Feb. 4 (Bloomberg) -- Gecamines, the Democratic Republic of Congo’s state-owned mining company, plans to build a 500-megawatt coal-fired power plant by 2017 as the nation pursues higher copper production.
The company has commissioned a feasibility study that will be completed by September, allowing building to begin late this year or early 2015, Chief Executive Officer Ahmed Kalej Nkand said in an interview at the Investing in African Mining Indaba in Cape Town today. Construction will take two years, he said.
“It would be the first continuous electricity to function all the time without limitations,” Kalej said. “It will also be a source of funding for us, because we’re only going to be using part of this electricity and can sell back the rest.”

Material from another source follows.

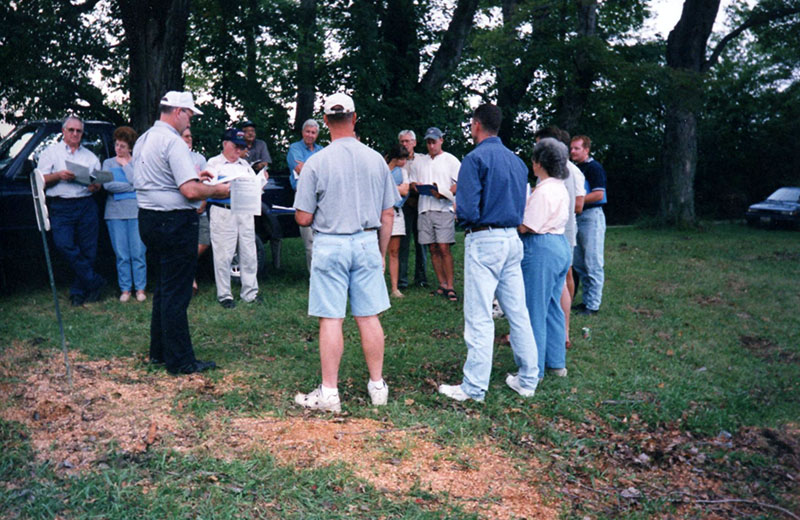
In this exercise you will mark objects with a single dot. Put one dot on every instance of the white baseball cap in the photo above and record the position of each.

Gecamines produces barely an eighth of the copper it mined in 1986, reflecting decades of mismanagement at the company and conflict in the central African country. The Lubumbashi-based company needs to raise about $2.8 billion to fund the power plant, three processing units and social spending, it said today in a presentation.
“We are talking to many partners, banks, financial institutions and even private companies from Congo and elsewhere,” Kalej said of the effort to arrange funding.
While Gecamines was once one of the world’s biggest copper miners, producing 476,000 metric tons in 1986, output almost stopped in the early 2000s. Constrained by a lack of power supply, it produced 60,000 tons of copper in 2013 and aims to increase this to 100,000 tons this year, Kalej said.
The company said in October it may consider an initial public offering within two-years time, after it certifies a sufficient amount of copper reserves.
Gecamines favors developing the reserves independently, he said. “Right now, we want to exploit the stocks alone,” he said. “We’re not completely closed from partnerships, but if we will do partnerships it will be on new terms and not how it used to be.”